In dark environments, when a camera flash goes off, your iris muscles, which control your pupil, don’t have time to contract fast enough to reduce the amount of light entering the eye. As a result, the light reflects off the blood of the choroid – the vascular layer of the eye, containing connective tissue that nourishes the retina. Moreover, due to ample supply of blood in the Choroid, the camera picks up the red reflection, giving you the red-eye effect. The darker the environment you are in, the wider your pupils get, and thus the greater the chance of having red eyes in photographs.

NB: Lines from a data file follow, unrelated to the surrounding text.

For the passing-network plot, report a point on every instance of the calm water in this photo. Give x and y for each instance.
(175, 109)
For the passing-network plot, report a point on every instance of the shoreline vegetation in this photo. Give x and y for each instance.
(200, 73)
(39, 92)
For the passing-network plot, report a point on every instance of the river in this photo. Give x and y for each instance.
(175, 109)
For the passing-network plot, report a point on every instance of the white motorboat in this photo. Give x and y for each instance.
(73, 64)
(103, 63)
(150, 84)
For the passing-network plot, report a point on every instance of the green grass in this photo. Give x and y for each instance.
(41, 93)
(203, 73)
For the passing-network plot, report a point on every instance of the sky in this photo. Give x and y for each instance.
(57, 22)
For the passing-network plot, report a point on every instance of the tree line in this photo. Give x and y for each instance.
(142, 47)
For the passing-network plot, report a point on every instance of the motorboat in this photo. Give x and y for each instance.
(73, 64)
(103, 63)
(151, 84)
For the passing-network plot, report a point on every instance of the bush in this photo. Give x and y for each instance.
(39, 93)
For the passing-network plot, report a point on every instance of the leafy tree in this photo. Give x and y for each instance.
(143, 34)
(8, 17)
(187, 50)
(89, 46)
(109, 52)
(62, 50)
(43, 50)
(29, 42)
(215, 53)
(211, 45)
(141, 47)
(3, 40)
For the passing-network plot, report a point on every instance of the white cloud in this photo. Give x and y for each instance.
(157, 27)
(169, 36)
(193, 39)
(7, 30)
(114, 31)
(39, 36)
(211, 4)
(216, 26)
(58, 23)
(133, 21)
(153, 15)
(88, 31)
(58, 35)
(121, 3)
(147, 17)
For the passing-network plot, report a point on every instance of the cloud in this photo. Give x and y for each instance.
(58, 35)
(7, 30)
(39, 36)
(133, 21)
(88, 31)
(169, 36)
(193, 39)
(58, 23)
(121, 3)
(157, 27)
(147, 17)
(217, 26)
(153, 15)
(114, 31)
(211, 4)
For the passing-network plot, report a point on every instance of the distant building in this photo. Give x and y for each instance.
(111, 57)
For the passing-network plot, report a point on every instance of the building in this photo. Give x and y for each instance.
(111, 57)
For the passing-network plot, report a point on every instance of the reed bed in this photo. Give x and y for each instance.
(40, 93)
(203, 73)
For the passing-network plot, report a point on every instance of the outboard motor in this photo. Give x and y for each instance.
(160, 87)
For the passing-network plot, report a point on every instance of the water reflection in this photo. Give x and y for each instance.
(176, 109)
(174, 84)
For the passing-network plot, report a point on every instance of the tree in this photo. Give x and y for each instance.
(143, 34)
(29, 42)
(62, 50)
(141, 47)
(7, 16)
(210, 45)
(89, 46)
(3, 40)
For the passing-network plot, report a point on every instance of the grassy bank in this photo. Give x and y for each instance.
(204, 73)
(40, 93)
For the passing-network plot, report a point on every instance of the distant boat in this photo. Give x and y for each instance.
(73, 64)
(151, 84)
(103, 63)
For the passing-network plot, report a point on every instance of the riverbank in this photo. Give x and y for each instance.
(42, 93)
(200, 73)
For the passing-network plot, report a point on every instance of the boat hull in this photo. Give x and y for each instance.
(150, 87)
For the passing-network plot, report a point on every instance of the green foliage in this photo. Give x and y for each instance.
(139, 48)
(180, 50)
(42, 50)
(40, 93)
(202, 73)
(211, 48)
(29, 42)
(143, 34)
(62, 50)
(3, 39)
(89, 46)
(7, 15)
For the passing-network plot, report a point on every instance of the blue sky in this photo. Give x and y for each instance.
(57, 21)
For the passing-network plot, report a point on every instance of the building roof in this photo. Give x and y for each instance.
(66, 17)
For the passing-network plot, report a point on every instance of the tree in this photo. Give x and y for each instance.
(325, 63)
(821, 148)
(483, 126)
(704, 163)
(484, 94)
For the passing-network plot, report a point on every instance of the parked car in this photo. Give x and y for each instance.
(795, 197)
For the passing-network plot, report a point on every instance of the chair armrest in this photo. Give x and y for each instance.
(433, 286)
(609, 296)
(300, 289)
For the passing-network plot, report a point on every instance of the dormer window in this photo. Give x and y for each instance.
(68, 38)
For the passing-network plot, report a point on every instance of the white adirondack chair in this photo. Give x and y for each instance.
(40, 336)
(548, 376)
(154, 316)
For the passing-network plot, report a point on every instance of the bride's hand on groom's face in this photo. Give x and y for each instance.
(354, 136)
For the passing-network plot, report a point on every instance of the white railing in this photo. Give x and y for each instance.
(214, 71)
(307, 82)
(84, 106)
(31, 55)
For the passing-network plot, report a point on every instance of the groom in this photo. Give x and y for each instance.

The quantity of melanin pigment in the iris is also responsible for causing the red-eye effect. People, especially light-skinned with blue eyes, tent to have lower levels of melanin. Their eyes absorb less and reflect more light and therefore more likely to get red eye in photo compared to dark-skinned people with brown eyes. Children also tend to have red eyes more commonly in photographs compared to adults. This is because their pupils dilate faster, and hence increased dark adaptation.
Red-eye effect can be fixed. Some cameras even make few preliminary flashes before the actual flash when the photo’s taken to give the iris muscles enough time to contract and let in less light. Also brightening the room or avoiding direct contact with the lens can also help.
“The red-eye effect is pesky, but it isn’t always bad. It can actually be a handy tool for diagnosing eye problems,” says Michael. “If someone was looking directly at the camera lens in dim lighting, and they have a glowing white or yellowish eye, there might be an infection, some cancerous cells, or those blood vessels might be twisted or leaking.”
Some people sometimes will only have one glowing red eye. This could mean that they aren’t looking in the exact same direction or they have strabismus, abnormal alignment of one or both eyes. This could also be because there is different concentrations of melanin in the back of each eye.
Interestingly, dogs, cats and many other animals may not have red eyes in photographs but other colors. For example, the eyes of dogs and cats glow either green or blue in photo. This is because they have a tapetum lucidum – a reflective layer of the choroid, which reflects light back onto the retina to help them with night vision. Since tapetum lucidum is situated in front of the choroid, it reflects green (or blue) light that would have normally been absorbed.